Chambaz Antoine, Neuvial Pierre, van der Laan Mark J
MAP5, Université Paris Descartes and CNRS.
Electron J Stat. 2012;6:1059-1099. doi: 10.1214/12-EJS703.
We define a new measure of variable importance of an exposure on a continuous outcome, accounting for potential confounders. The exposure features a reference level x(0) with positive mass and a continuum of other levels. For the purpose of estimating it, we fully develop the semi-parametric estimation methodology called targeted minimum loss estimation methodology (TMLE) [23, 22]. We cover the whole spectrum of its theoretical study (convergence of the iterative procedure which is at the core of the TMLE methodology; consistency and asymptotic normality of the estimator), practical implementation, simulation study and application to a genomic example that originally motivated this article. In the latter, the exposure X and response Y are, respectively, the DNA copy number and expression level of a given gene in a cancer cell. Here, the reference level is x(0) = 2, that is the expected DNA copy number in a normal cell. The confounder is a measure of the methylation of the gene. The fact that there is no clear biological indication that X and Y can be interpreted as an exposure and a response, respectively, is not problematic.

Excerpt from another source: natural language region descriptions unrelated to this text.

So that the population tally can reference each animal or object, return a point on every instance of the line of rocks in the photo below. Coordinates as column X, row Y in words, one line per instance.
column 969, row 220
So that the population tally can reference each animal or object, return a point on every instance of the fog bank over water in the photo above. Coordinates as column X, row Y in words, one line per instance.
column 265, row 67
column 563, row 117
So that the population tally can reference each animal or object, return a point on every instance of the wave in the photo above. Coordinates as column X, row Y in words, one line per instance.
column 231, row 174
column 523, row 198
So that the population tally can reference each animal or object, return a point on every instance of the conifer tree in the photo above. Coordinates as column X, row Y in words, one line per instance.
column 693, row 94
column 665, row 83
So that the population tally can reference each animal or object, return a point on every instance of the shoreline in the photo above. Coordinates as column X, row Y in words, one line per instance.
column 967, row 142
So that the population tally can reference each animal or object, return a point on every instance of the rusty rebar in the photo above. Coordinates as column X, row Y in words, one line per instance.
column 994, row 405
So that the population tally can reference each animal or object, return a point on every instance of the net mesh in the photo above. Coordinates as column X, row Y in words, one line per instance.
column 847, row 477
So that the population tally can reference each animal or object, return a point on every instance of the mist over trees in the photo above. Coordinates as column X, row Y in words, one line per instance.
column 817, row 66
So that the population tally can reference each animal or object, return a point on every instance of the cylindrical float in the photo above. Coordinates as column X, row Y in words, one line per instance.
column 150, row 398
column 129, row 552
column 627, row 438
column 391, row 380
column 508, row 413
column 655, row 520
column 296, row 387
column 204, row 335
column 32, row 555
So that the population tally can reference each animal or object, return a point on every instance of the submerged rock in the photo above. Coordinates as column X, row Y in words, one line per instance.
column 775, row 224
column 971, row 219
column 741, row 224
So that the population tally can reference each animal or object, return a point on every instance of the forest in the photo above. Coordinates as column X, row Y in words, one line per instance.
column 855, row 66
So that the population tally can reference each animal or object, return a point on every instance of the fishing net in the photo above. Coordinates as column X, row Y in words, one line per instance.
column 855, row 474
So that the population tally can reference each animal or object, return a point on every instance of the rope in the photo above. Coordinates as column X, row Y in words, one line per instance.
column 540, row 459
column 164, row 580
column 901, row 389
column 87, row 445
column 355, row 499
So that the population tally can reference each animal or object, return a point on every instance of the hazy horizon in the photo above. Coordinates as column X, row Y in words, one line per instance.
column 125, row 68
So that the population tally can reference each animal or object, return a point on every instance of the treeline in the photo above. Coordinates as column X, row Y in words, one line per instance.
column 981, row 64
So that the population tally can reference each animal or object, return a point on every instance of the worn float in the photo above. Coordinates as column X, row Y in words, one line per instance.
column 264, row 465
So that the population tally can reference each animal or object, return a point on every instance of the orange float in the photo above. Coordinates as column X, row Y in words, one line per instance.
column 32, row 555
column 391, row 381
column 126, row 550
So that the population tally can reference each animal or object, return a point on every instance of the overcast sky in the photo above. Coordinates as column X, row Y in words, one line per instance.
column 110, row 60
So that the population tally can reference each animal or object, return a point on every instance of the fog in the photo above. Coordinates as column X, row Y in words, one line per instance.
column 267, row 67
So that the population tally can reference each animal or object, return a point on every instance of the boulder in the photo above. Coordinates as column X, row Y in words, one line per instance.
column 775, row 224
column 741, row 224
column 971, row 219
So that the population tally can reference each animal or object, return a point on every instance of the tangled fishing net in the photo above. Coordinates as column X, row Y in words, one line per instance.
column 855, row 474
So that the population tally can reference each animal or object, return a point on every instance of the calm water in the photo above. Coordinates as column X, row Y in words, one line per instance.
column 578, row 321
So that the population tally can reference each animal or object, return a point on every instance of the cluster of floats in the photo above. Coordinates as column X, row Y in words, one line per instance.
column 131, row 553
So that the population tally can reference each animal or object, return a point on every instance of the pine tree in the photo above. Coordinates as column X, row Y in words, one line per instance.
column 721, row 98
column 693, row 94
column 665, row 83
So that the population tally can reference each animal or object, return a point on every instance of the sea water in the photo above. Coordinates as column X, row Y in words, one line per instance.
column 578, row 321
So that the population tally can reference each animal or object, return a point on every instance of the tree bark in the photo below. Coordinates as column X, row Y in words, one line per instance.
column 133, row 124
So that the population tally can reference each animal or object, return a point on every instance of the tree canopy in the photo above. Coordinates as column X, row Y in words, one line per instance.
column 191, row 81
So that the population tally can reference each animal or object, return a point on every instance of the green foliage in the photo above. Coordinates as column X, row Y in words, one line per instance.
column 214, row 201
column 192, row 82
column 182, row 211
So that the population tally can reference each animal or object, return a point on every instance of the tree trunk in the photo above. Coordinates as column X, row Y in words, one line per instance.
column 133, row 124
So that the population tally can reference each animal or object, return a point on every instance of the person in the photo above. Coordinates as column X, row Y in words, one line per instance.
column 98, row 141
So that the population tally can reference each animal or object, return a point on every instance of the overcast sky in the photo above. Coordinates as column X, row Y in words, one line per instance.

我们定义了一种新的衡量暴露因素对连续结局变量重要性的指标,同时考虑了潜在的混杂因素。该暴露因素具有一个具有正质量的参考水平x(0)以及一系列其他水平。为了对其进行估计,我们全面开发了一种称为靶向最小损失估计方法(TMLE)的半参数估计方法[23, 22]。我们涵盖了其理论研究的全范围(TMLE方法核心的迭代过程的收敛性;估计量的一致性和渐近正态性)、实际应用、模拟研究以及对最初激发本文的一个基因组实例的应用。在后者中,暴露因素X和反应Y分别是癌细胞中给定基因的DNA拷贝数和表达水平。这里,参考水平是x(0) = 2,即正常细胞中的预期DNA拷贝数。混杂因素是该基因的甲基化程度。X和Y分别被解释为暴露因素和反应这一事实缺乏明确的生物学依据,但这并无问题。